With over 5,000 studies published on Atlantic salmon, none had yet attempted to define structural variants (SVs, e.g. DNA deletions, duplications and inversions) across the genome. SVs can impact the function and regulation of genes, influencing normal phenotypic variation and being causative of a range of human diseases. Despite growing recognition of their importance, finding real SVs using widely available genome resequencing data remains (really!) difficult: there is a very high rate of false detection, meaning that distinguishing true calls from ‘bioinformatic garbage’ is challenging. This is one key reason why SVs are considerably understudied compared to SNPs.
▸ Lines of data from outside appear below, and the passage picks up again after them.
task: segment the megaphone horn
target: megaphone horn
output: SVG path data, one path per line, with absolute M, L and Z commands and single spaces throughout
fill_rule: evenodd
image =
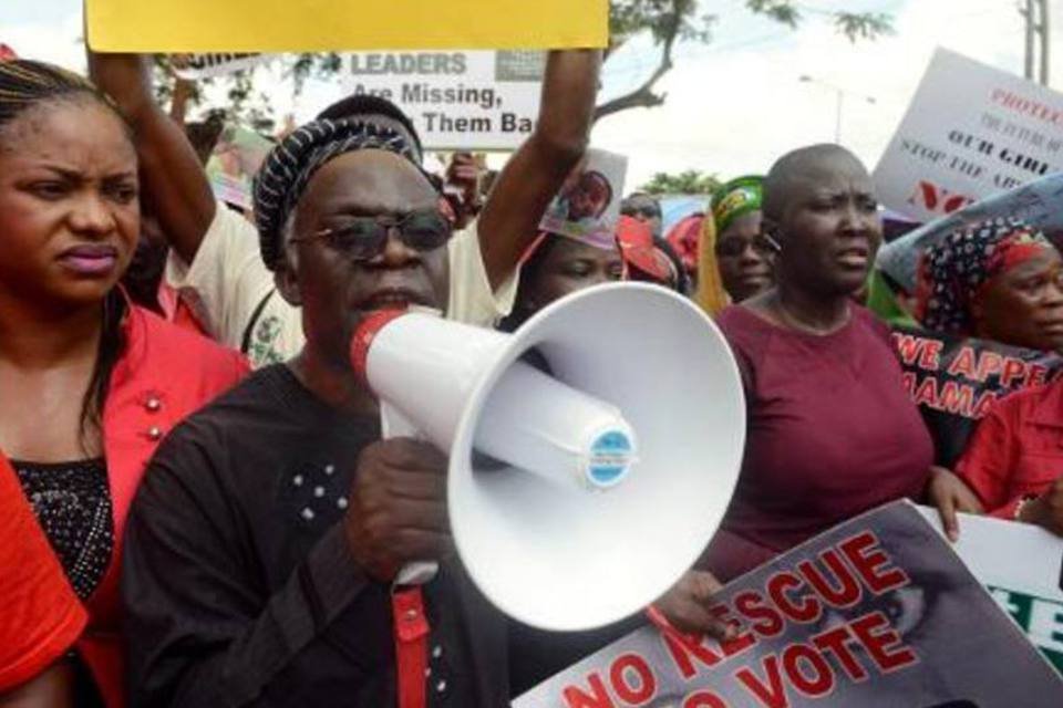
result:
M 533 350 L 546 371 L 523 361 Z M 379 313 L 351 360 L 382 410 L 450 451 L 462 562 L 525 624 L 576 631 L 638 612 L 694 564 L 730 502 L 745 441 L 737 366 L 704 313 L 663 288 L 585 290 L 512 335 Z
In our study (click here), we set out to identify SVs in Atlantic salmon by resequencing the genomes of 492 fish from diverse wild and farmed populations. This was a large effort, involving many great international collaborators. The hardest part was finding real SVs. In a series of disappointing false calls and failed attempts at bioinformatically filtering out bad data, we realised no filtering step provided high enough accuracy. With the help of computer scientist, and human SV expert, Ryan Layer (CU Boulder) we added the crucial step of visualising the calls to retain only high confidence ones. To achieve our final dataset, we manually scored 165,116 different SV calls, 90% of which were dropped. A tool called SV-plaudit made the job efficient while working in a small team. We proved the accuracy of this visual validation step using long-read sequencing and hope it will help reduce the time-consuming and costly step of validating calls in the laboratory in future studies.
Once the above crucial work was achieved, we investigated the biological role of 15,843 novel variants in Atlantic salmon. We found that many overlapped coding genes, some with large, predicted effects and evidence that the accumulation of deletions was aided by ancestral genome duplication. We also identified a mobile element that may still be active in salmon genomes. Interestingly, many SVs were found within or near brain-expressed genes involved in behaviour. Farmed salmon populations have accumulated more of these alleles in their genome and were already known to show different behaviours to their wild relatives. These genes are linked to many neurological conditions in humans and we speculate that domestication selection on linked SVs has helped farmed fish to adapt behaviourally to aquaculture conditions.